Flynn wasn’t sure he’d ever reach the point where he could laugh about it. The memory of what might have happened would haunt him to his last day. He rubbed the back of his neck and looked at Rafe. “Any more news on the LLA?”

“Plenty. Some of the documents we found at the LLA base that were in Ladavian turned out to be future plans. Names, places, dates. The Royal Guard is already moving in to round up the cells in Ladavia.”

“That’s more than we’d hoped,” Flynn said.

“Yeah.” Rafe gave him a long look. “Funny what we can find when we aren’t even looking, isn’t it? Have you thought about it yet?”

“About what?”

“The mission’s over.” Rafe pointed to the apartment door. A flowered tapestry-patterned suitcase rested on the floor beside the closet. “We packed up Abbie’s stuff for her.”

“She’ll appreciate that.”

“We had to pack yours, too,” Jack said. “The warehouse is cleared out. The transport’s loading to take us back to Bragg.”

Flynn had known this was coming. The men would have started disassembling the command center the moment Matteo had been delivered to his parents.

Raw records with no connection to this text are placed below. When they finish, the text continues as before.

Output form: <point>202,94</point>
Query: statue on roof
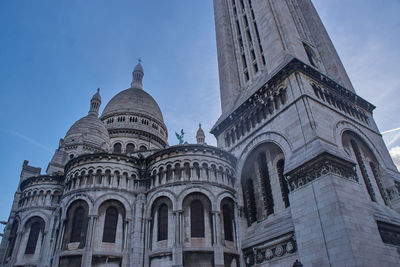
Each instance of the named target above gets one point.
<point>180,137</point>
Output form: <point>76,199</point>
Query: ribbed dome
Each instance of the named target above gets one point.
<point>133,100</point>
<point>89,131</point>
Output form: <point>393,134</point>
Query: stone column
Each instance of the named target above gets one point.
<point>177,251</point>
<point>87,255</point>
<point>218,248</point>
<point>325,242</point>
<point>136,237</point>
<point>16,247</point>
<point>148,240</point>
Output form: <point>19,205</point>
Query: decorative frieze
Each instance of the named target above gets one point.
<point>321,165</point>
<point>270,250</point>
<point>337,101</point>
<point>390,233</point>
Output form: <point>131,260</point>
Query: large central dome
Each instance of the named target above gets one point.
<point>133,100</point>
<point>134,119</point>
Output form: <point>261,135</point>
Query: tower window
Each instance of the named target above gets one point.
<point>130,148</point>
<point>228,222</point>
<point>77,225</point>
<point>117,148</point>
<point>110,225</point>
<point>255,66</point>
<point>283,183</point>
<point>12,238</point>
<point>33,238</point>
<point>197,218</point>
<point>310,55</point>
<point>162,231</point>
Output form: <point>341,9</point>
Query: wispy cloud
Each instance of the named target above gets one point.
<point>390,131</point>
<point>395,153</point>
<point>29,140</point>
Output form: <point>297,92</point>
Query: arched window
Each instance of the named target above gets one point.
<point>110,225</point>
<point>378,181</point>
<point>33,238</point>
<point>280,165</point>
<point>364,173</point>
<point>196,218</point>
<point>265,183</point>
<point>12,237</point>
<point>117,148</point>
<point>249,201</point>
<point>228,222</point>
<point>162,231</point>
<point>130,148</point>
<point>310,55</point>
<point>77,225</point>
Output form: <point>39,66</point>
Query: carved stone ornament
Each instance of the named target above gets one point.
<point>270,250</point>
<point>321,165</point>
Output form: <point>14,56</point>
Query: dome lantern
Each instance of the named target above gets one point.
<point>95,103</point>
<point>137,76</point>
<point>200,136</point>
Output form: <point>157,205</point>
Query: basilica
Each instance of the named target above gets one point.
<point>300,175</point>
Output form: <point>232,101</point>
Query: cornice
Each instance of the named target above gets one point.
<point>262,90</point>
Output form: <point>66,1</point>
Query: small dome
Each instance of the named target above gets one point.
<point>139,67</point>
<point>133,100</point>
<point>89,131</point>
<point>97,96</point>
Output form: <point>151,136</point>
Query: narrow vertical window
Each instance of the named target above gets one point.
<point>12,238</point>
<point>117,148</point>
<point>283,183</point>
<point>130,148</point>
<point>363,170</point>
<point>33,238</point>
<point>110,225</point>
<point>162,231</point>
<point>265,183</point>
<point>378,181</point>
<point>77,225</point>
<point>197,219</point>
<point>249,202</point>
<point>228,222</point>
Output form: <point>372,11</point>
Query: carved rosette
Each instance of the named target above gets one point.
<point>270,250</point>
<point>319,166</point>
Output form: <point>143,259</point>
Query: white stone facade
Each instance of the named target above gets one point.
<point>300,172</point>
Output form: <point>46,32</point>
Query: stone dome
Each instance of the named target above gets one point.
<point>89,131</point>
<point>133,100</point>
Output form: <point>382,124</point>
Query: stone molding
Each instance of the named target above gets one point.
<point>270,250</point>
<point>319,166</point>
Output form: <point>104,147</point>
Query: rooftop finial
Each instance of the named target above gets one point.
<point>200,136</point>
<point>137,76</point>
<point>95,103</point>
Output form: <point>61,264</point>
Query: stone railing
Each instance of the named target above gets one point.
<point>106,171</point>
<point>41,191</point>
<point>192,163</point>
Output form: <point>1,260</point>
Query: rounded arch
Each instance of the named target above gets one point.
<point>195,189</point>
<point>269,137</point>
<point>164,193</point>
<point>344,126</point>
<point>68,202</point>
<point>42,215</point>
<point>224,195</point>
<point>112,196</point>
<point>259,170</point>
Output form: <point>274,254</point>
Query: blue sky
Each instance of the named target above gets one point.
<point>54,54</point>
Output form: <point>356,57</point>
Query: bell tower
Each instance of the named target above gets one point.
<point>317,182</point>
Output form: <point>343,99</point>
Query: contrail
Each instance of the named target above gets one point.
<point>30,140</point>
<point>390,131</point>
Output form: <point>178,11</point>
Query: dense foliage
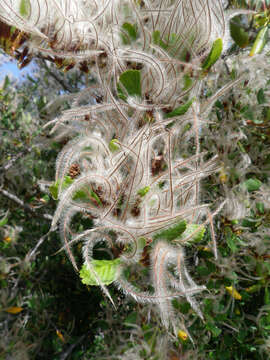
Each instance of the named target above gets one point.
<point>182,140</point>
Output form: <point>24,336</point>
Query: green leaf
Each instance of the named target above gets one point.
<point>190,230</point>
<point>213,328</point>
<point>25,8</point>
<point>3,221</point>
<point>107,271</point>
<point>54,188</point>
<point>158,41</point>
<point>131,319</point>
<point>239,35</point>
<point>261,97</point>
<point>142,192</point>
<point>213,55</point>
<point>131,30</point>
<point>173,232</point>
<point>260,207</point>
<point>141,243</point>
<point>252,184</point>
<point>131,80</point>
<point>181,110</point>
<point>259,42</point>
<point>231,239</point>
<point>6,83</point>
<point>187,82</point>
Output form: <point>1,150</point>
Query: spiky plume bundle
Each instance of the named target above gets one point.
<point>136,128</point>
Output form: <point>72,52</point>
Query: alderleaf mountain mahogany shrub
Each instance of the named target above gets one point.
<point>134,164</point>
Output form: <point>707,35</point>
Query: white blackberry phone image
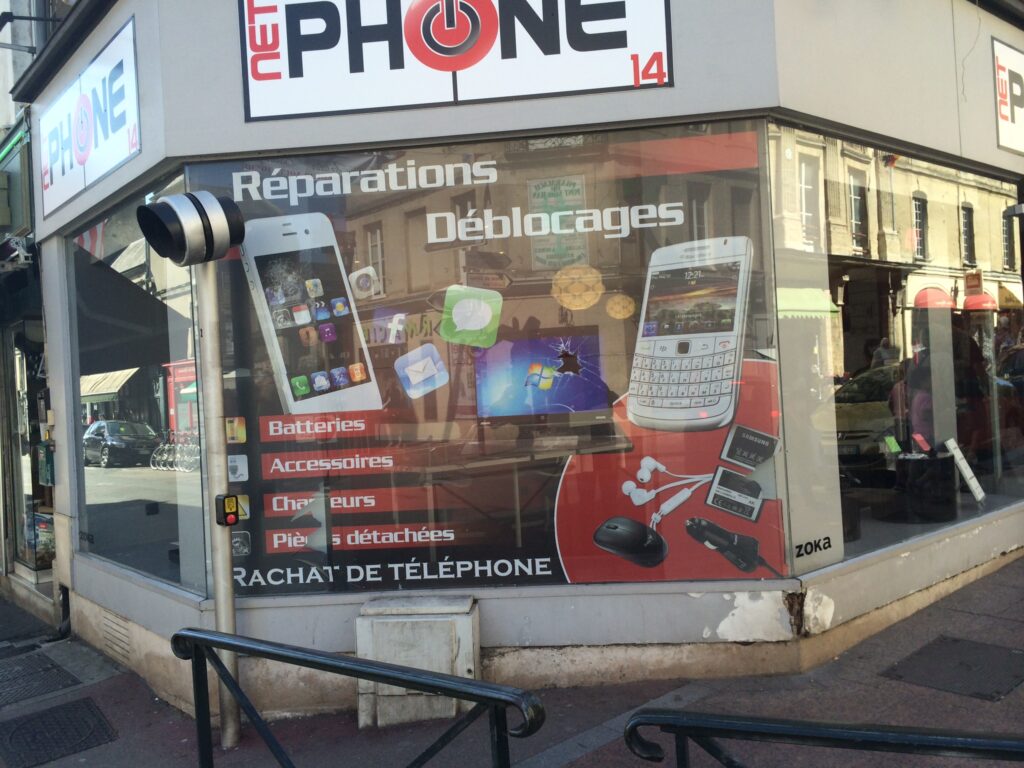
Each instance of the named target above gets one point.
<point>307,316</point>
<point>686,366</point>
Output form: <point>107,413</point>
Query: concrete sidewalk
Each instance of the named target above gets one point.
<point>971,641</point>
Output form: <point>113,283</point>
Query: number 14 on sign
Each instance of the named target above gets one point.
<point>651,72</point>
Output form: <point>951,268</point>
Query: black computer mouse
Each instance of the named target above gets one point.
<point>631,539</point>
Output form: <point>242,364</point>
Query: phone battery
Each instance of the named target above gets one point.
<point>749,448</point>
<point>734,494</point>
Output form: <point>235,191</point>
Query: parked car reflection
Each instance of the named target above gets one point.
<point>111,442</point>
<point>863,418</point>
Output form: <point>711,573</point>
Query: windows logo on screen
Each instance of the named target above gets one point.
<point>540,376</point>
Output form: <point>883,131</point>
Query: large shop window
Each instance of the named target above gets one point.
<point>911,368</point>
<point>542,360</point>
<point>138,402</point>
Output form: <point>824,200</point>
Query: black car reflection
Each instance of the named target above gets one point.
<point>111,442</point>
<point>863,418</point>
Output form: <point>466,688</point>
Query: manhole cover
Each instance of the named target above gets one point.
<point>50,734</point>
<point>31,675</point>
<point>963,667</point>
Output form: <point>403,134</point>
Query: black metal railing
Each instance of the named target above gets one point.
<point>702,729</point>
<point>199,645</point>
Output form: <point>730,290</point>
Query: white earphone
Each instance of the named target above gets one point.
<point>640,497</point>
<point>647,466</point>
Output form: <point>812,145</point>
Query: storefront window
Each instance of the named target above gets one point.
<point>138,402</point>
<point>26,461</point>
<point>529,361</point>
<point>910,363</point>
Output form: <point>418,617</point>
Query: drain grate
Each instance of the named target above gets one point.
<point>51,734</point>
<point>963,667</point>
<point>31,675</point>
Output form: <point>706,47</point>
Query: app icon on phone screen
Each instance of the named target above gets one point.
<point>283,317</point>
<point>321,381</point>
<point>421,371</point>
<point>471,316</point>
<point>300,386</point>
<point>308,336</point>
<point>235,429</point>
<point>339,377</point>
<point>357,372</point>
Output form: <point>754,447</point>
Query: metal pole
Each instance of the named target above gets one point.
<point>201,696</point>
<point>216,464</point>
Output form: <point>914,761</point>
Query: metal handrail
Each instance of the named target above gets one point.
<point>702,728</point>
<point>197,645</point>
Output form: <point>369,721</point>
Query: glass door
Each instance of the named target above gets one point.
<point>29,518</point>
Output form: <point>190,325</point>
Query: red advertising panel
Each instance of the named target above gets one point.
<point>544,360</point>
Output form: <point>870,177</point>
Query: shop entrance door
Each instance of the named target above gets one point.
<point>28,516</point>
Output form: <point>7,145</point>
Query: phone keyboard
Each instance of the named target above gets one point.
<point>694,381</point>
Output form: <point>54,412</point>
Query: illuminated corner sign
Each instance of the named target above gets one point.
<point>1008,66</point>
<point>328,56</point>
<point>92,127</point>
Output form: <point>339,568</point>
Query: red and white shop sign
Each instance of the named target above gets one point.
<point>1008,65</point>
<point>322,56</point>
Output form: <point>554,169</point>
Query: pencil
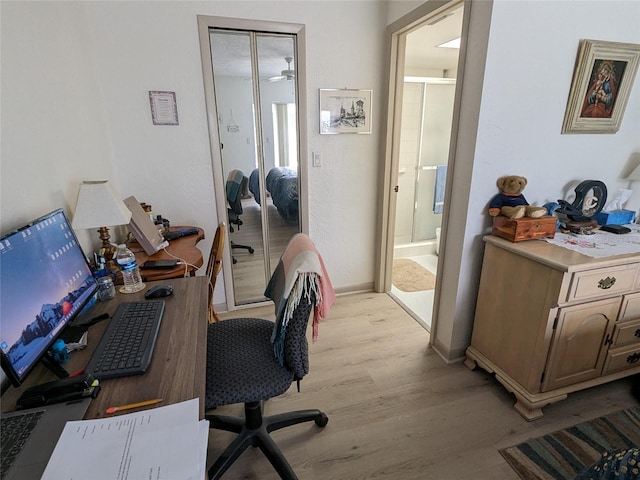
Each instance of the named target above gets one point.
<point>133,405</point>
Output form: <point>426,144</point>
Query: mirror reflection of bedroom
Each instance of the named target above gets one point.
<point>428,94</point>
<point>255,92</point>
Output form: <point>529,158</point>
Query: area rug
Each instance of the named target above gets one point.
<point>410,276</point>
<point>564,454</point>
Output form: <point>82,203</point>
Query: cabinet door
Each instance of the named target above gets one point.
<point>580,343</point>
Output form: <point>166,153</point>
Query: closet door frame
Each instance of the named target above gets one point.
<point>205,24</point>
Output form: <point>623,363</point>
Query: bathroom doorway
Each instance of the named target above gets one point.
<point>423,122</point>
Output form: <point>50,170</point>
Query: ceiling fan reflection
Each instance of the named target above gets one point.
<point>287,74</point>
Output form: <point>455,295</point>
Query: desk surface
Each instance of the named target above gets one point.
<point>177,371</point>
<point>183,248</point>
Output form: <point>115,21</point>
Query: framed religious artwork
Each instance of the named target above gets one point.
<point>345,111</point>
<point>601,86</point>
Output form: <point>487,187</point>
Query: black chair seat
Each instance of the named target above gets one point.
<point>241,366</point>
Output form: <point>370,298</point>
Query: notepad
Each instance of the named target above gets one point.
<point>163,443</point>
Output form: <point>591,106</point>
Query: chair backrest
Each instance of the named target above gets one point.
<point>296,346</point>
<point>214,266</point>
<point>236,186</point>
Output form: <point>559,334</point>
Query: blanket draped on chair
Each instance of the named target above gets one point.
<point>300,272</point>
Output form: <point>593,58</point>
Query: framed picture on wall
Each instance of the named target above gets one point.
<point>345,111</point>
<point>601,86</point>
<point>164,110</point>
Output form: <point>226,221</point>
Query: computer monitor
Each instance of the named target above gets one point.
<point>45,281</point>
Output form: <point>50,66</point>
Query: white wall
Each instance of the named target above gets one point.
<point>117,52</point>
<point>54,129</point>
<point>524,94</point>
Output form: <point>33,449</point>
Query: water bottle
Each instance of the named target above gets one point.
<point>131,278</point>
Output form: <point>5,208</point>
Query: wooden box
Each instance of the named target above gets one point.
<point>524,228</point>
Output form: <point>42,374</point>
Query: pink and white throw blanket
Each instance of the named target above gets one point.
<point>300,272</point>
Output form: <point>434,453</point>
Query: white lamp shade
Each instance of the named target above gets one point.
<point>635,175</point>
<point>98,206</point>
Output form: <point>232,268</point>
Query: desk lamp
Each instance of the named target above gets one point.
<point>98,205</point>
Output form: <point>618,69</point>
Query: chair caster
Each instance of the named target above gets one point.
<point>322,421</point>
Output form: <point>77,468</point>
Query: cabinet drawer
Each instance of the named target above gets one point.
<point>630,306</point>
<point>626,333</point>
<point>621,358</point>
<point>602,282</point>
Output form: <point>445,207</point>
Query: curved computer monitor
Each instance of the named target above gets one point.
<point>45,281</point>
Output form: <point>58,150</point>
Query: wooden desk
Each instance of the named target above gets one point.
<point>177,370</point>
<point>183,248</point>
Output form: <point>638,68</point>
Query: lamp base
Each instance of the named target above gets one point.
<point>108,251</point>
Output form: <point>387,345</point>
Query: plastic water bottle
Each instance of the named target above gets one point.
<point>126,260</point>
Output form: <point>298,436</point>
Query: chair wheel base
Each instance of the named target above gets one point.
<point>254,430</point>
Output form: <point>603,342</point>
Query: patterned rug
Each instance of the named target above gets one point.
<point>563,454</point>
<point>410,276</point>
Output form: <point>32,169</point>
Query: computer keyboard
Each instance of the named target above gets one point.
<point>127,345</point>
<point>15,433</point>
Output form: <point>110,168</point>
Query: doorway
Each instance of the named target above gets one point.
<point>252,73</point>
<point>425,91</point>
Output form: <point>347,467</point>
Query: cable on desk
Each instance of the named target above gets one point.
<point>181,261</point>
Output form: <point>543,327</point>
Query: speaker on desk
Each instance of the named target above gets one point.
<point>143,228</point>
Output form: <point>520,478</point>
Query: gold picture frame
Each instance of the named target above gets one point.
<point>601,86</point>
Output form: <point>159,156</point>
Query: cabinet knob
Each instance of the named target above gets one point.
<point>633,358</point>
<point>606,283</point>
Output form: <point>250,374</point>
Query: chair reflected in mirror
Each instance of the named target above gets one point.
<point>237,187</point>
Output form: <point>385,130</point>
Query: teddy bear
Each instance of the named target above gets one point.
<point>510,202</point>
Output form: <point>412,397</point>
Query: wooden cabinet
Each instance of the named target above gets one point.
<point>550,321</point>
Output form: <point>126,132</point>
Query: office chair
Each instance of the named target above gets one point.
<point>243,368</point>
<point>214,265</point>
<point>237,183</point>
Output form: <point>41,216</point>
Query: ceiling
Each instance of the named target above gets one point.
<point>422,51</point>
<point>231,54</point>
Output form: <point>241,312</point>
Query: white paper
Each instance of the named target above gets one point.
<point>600,244</point>
<point>164,443</point>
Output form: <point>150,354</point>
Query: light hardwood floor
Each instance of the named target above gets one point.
<point>396,410</point>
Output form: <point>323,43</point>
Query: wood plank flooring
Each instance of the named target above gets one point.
<point>396,410</point>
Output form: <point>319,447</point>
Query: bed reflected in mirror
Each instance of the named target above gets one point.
<point>255,91</point>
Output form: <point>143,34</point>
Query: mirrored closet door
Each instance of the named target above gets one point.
<point>255,90</point>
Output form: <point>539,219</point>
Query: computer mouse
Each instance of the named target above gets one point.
<point>159,291</point>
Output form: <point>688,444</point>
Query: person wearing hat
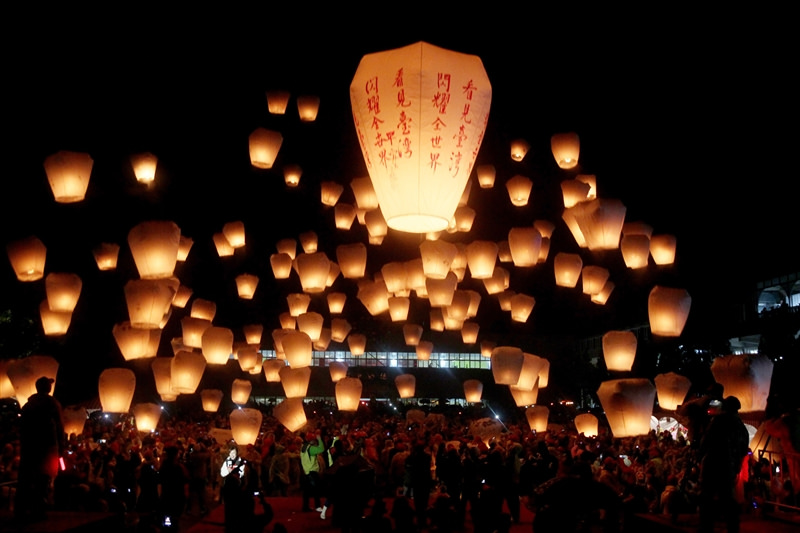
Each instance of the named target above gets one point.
<point>42,442</point>
<point>724,446</point>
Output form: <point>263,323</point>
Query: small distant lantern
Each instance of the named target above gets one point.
<point>426,198</point>
<point>338,370</point>
<point>292,174</point>
<point>486,176</point>
<point>519,190</point>
<point>619,350</point>
<point>519,147</point>
<point>586,424</point>
<point>507,364</point>
<point>154,245</point>
<point>116,387</point>
<point>277,101</point>
<point>308,107</point>
<point>357,342</point>
<point>217,345</point>
<point>330,192</point>
<point>54,323</point>
<point>106,255</point>
<point>245,425</point>
<point>68,174</point>
<point>144,167</point>
<point>668,309</point>
<point>568,268</point>
<point>473,390</point>
<point>662,248</point>
<point>246,286</point>
<point>521,307</point>
<point>291,414</point>
<point>424,350</point>
<point>524,244</point>
<point>628,404</point>
<point>27,258</point>
<point>211,399</point>
<point>565,147</point>
<point>147,416</point>
<point>537,416</point>
<point>295,381</point>
<point>406,385</point>
<point>348,393</point>
<point>746,376</point>
<point>264,147</point>
<point>672,389</point>
<point>240,391</point>
<point>352,259</point>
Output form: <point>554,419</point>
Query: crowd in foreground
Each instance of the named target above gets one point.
<point>436,469</point>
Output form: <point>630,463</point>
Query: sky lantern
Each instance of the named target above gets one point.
<point>27,258</point>
<point>628,404</point>
<point>116,387</point>
<point>295,381</point>
<point>186,371</point>
<point>147,415</point>
<point>291,414</point>
<point>401,100</point>
<point>537,416</point>
<point>587,424</point>
<point>668,309</point>
<point>566,148</point>
<point>672,389</point>
<point>406,385</point>
<point>746,376</point>
<point>106,255</point>
<point>264,147</point>
<point>619,350</point>
<point>277,101</point>
<point>154,245</point>
<point>211,399</point>
<point>68,174</point>
<point>245,425</point>
<point>348,393</point>
<point>507,362</point>
<point>473,390</point>
<point>662,248</point>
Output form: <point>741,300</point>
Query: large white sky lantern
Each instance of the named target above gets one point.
<point>420,113</point>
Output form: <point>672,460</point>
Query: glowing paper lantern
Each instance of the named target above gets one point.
<point>586,424</point>
<point>391,95</point>
<point>672,389</point>
<point>348,394</point>
<point>338,370</point>
<point>628,404</point>
<point>245,425</point>
<point>566,148</point>
<point>68,174</point>
<point>406,385</point>
<point>291,414</point>
<point>264,147</point>
<point>537,416</point>
<point>619,350</point>
<point>507,364</point>
<point>668,309</point>
<point>27,258</point>
<point>144,167</point>
<point>116,387</point>
<point>473,390</point>
<point>748,377</point>
<point>106,255</point>
<point>147,416</point>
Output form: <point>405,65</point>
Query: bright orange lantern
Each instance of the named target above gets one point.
<point>417,76</point>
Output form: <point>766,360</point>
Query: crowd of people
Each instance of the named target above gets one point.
<point>435,473</point>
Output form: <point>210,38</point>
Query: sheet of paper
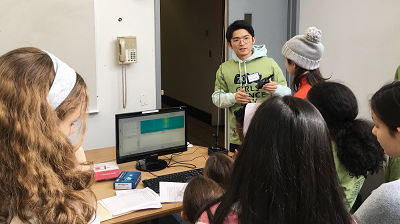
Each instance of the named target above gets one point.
<point>172,191</point>
<point>132,201</point>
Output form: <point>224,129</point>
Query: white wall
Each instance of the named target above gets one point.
<point>137,20</point>
<point>361,40</point>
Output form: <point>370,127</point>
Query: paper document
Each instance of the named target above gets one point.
<point>134,200</point>
<point>172,191</point>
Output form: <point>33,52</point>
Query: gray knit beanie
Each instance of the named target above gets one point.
<point>305,50</point>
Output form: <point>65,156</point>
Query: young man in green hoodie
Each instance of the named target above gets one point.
<point>237,79</point>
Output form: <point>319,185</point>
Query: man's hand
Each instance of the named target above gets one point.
<point>270,87</point>
<point>242,97</point>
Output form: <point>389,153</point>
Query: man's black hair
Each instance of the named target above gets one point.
<point>237,25</point>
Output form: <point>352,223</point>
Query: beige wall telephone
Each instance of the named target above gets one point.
<point>127,50</point>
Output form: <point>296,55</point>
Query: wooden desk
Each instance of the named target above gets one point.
<point>104,189</point>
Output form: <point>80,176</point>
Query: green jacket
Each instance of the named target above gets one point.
<point>392,171</point>
<point>351,185</point>
<point>231,77</point>
<point>397,74</point>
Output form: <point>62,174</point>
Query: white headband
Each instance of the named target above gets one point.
<point>63,83</point>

The tent, the folding cots, chairs and tables, the weapons and electronic equipment, everything that had comprised their home for the past week would be packed up and loaded into the vehicles that had brought them here. Nothing would remain in the warehouse to mark their presence except some footprints on the floor.

The mission was over. He should be on his way to Bragg with his team, analyzing the details of this mission and anticipating the challenge of the next. It was what he did. It was the only life he knew.

Or it had been, until Abbie had come into it. Flynn walked past Rafe to pick up the phone.

“What are you doing?” Jack asked. “We don’t have much time.”

“I’m not going with you. I’m calling the major.” He punched in the number of Redinger’s cell phone. “I need to request an emergency leave so I don’t go down as AWOL.”